Heat storage in materials

Even when eating a simple bitterball, a burnt tongue can reveal that a large amount of heat is stored in the filling, while the crispy crust feels a lot cooler. Even though the entire bitterball has been subjected to the same heat treatment in the deep fryer or oven, there is more heat in the filling than at the outside. A painful – and perhaps recognisable – way to find out that different materials apparently can store – and release – different amounts of heat …

Heat capacity
If you supply heat to a (solid) material, for example in an oven, the material takes over the heat from the oven and the atoms of the (solid) material will vibrate harder and harder in their position, which manifests itself in a higher temperature. The absolute amount of material is important here: 2 kilograms of material can absorb twice as much heat as 1 kilogram of the same material. Moreover, different materials respond in different ways to this heat supply. If you supply the same amount of heat to different materials, you will observe that the temperature of these materials rise, but to a different extent for each material. The heat capacity is the ability or capacity of a material to store heat. The specific heat – also known as specific heat capacity – is a material property that indicates how much heat you have to supply to 1 kilogram in order for the material to rise 1 degree Celsius in temperature. The word ‘specific’ here refers to the kilogram of material to which the heat capacity relates. The fact that this specific heat capacity is material dependent has little to do with the difference between the types of atoms, but indeed with the amount of atoms. For example, 1 kilogram of the ‘light metal’ magnesium contains more than 8.5 times as many atoms as 1 kilogram of the ‘heavy’ lead. By way of comparison, the specific heat capacity of magnesium is 1023 and of lead 129 J/kg.C at room temperature. At the same temperature, 1 kilogram of magnesium can therefore retain almost 8 times as much heat as 1 kilogram of lead. But this factor of 8 in both cases is obviously not coincidental. Heavy metals – i.e. high-density metals – have a lower specific heat capacity than lighter metals. Because heavy atoms are associated with a low specific heat capacity, you can understand that normalised to the number of particles – so expressed per atom or per mole of atoms – the heat capacity has a constant value. And indeed, around and above room temperature many solids have a constant specific heat capacity of about 25 joules of absorbed heat energy per mole of atoms per degree Celsius temperature rise.

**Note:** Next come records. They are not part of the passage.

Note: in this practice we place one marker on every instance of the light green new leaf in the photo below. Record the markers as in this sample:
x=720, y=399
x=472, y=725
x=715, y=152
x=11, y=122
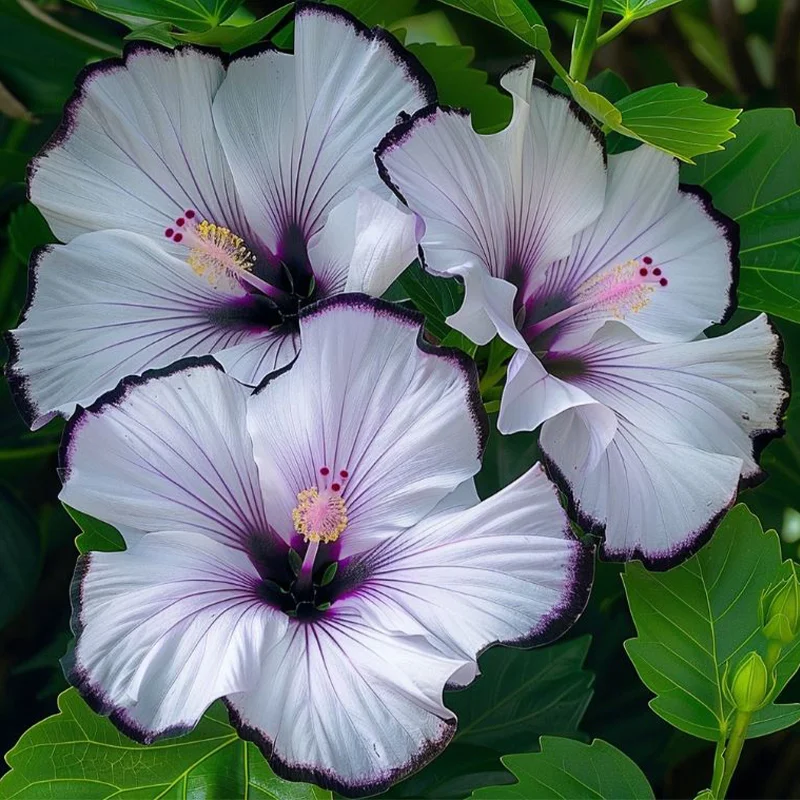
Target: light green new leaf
x=570, y=770
x=519, y=696
x=77, y=753
x=231, y=38
x=756, y=181
x=95, y=534
x=516, y=16
x=672, y=118
x=630, y=9
x=694, y=619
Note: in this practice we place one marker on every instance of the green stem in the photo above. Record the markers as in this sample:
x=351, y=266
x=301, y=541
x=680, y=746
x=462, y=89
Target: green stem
x=733, y=750
x=556, y=65
x=582, y=57
x=613, y=31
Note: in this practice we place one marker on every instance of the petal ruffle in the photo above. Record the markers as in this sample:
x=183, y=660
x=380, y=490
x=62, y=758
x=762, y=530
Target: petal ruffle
x=691, y=418
x=318, y=114
x=365, y=397
x=506, y=570
x=138, y=147
x=112, y=304
x=346, y=705
x=152, y=623
x=168, y=451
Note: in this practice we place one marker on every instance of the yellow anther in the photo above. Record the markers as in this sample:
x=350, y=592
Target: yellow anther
x=319, y=517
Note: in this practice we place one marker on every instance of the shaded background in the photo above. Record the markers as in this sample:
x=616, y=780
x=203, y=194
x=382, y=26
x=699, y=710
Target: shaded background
x=744, y=54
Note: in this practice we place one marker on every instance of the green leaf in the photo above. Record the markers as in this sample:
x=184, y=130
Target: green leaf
x=191, y=15
x=674, y=119
x=697, y=618
x=520, y=695
x=231, y=38
x=570, y=770
x=463, y=86
x=19, y=555
x=437, y=298
x=630, y=9
x=756, y=181
x=77, y=753
x=516, y=16
x=27, y=229
x=95, y=534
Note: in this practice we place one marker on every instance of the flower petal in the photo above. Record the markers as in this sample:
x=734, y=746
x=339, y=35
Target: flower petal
x=512, y=201
x=365, y=244
x=318, y=114
x=112, y=304
x=137, y=148
x=648, y=216
x=168, y=451
x=366, y=397
x=346, y=705
x=691, y=419
x=151, y=624
x=507, y=570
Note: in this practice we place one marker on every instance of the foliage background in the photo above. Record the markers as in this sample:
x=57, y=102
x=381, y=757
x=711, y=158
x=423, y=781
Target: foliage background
x=744, y=54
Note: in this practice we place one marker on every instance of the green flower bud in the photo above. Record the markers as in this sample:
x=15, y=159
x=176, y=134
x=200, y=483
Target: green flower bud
x=782, y=618
x=750, y=686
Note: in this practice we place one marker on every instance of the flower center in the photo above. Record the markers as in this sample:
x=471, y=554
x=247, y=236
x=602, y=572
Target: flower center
x=618, y=291
x=319, y=516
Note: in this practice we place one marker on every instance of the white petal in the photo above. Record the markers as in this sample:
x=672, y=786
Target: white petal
x=168, y=452
x=108, y=305
x=165, y=628
x=531, y=396
x=505, y=570
x=646, y=214
x=318, y=115
x=138, y=147
x=363, y=397
x=691, y=418
x=348, y=706
x=511, y=201
x=365, y=244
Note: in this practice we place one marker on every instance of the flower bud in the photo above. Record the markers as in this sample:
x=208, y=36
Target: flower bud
x=782, y=618
x=750, y=686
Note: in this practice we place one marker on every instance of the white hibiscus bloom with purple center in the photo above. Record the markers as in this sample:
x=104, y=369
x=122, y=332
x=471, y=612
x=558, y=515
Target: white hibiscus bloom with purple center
x=313, y=552
x=204, y=201
x=603, y=275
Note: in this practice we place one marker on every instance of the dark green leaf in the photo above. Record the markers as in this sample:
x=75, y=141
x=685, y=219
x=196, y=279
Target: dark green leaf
x=570, y=770
x=436, y=298
x=27, y=230
x=520, y=695
x=77, y=753
x=19, y=555
x=516, y=16
x=697, y=618
x=95, y=534
x=463, y=86
x=756, y=181
x=672, y=118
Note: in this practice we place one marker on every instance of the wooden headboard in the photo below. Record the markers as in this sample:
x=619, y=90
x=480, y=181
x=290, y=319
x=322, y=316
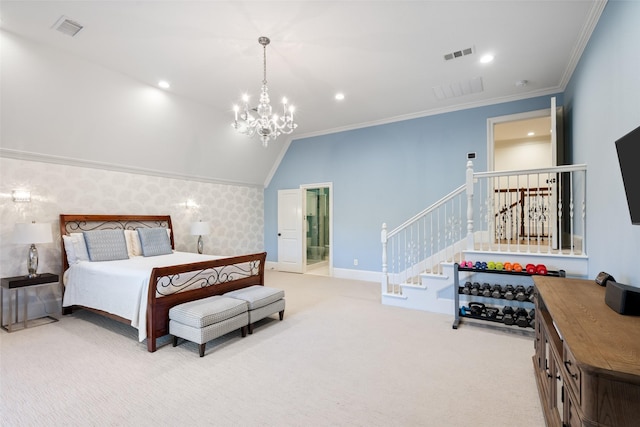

If you compare a pure metal with its alloy, then their specific heat capacities do not differ much. After all, the specific heat capacity depends on the amount of atoms per kilogram of metal, and that amount will not change significantly when a few percent of ‘foreign’ metals or other atoms are added. On the other hand, the thermal conductivity of a pure metal changes largely when you make an alloy out of it. Metals are good heat conductors if they have a regular lattice, and any distortion of this lattice – here due to the incorporation of foreign atoms – reduces the (heat) conductivity.